Weigering wijzigingsbevoegdheid bestemmingsplan goed onderbouwen
Wijzigingsbevoegdheid bestemmingsplan – Een gemeente heeft een aanvraag binnengekregen voor de wijziging van de geldende bestemming ten behoeve van de plaatsing van windturbines. De wijzigingsbevoegdheid in het bestemmingsplan maakt het mogelijk de bestemming te wijzigen voor de plaatsing van windturbines. De gemeente heeft in het weigeringsbesluit aangegeven dat de vaststelling van het wijzigingsplan niet in het belang is van een goede ruimtelijke ordening. Verder is de gemeente de mening toegedaan dat de windturbines afbreuk doen aan de landschappelijke waarden van het open landschap.

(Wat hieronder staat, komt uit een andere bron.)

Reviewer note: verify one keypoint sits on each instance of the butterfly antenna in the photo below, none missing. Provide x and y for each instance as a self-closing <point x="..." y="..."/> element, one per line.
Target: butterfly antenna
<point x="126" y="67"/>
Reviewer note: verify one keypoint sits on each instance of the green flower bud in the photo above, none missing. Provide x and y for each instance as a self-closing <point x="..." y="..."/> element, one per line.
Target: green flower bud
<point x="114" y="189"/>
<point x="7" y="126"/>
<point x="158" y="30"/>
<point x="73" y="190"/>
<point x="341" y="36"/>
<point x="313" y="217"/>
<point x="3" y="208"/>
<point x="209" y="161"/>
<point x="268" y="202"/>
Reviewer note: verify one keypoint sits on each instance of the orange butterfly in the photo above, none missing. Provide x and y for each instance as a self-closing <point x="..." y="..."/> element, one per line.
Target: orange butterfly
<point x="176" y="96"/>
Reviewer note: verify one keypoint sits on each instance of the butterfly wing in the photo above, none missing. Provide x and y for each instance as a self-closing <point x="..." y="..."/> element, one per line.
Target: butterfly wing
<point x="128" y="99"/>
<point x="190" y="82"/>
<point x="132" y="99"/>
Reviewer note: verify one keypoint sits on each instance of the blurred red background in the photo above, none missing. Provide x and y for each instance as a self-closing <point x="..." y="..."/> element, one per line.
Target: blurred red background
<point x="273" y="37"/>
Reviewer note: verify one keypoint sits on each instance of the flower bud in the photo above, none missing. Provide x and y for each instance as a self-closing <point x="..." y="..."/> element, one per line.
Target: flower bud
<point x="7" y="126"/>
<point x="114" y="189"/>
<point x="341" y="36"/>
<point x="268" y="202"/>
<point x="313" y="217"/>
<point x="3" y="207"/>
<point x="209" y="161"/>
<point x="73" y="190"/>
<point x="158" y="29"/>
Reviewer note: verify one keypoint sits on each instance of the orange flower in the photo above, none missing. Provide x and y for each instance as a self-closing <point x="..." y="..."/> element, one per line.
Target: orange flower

De Afdeling overweegt: “De Afdeling heeft (…) overwogen dat de wijzigingsbevoegdheid in dit geval betrekking heeft op een gebied dat niet van grote omvang is en dat de oude bestemming slechts kan worden gewijzigd in één nieuwe bestemming. De planologische afweging heeft derhalve al plaatsgevonden bij de beoordeling van de wijzigingsbevoegdheid in het bestemmingsplan. (…)”.
Behalve de wijzigingsvoorwaarden in het bestemmingsplan is ook het voorgaande belangrijk: de planologische afweging heeft al in een eerder stadium plaatsgevonden. Dit betekent in de praktijk voor gemeenten dat zij het weigeringsbesluit extra goed dienen te motiveren (verzwaarde motiveringsplicht) en niet simpel kunnen afdoen met de onderbouwing dat de wijziging niet wenselijk is.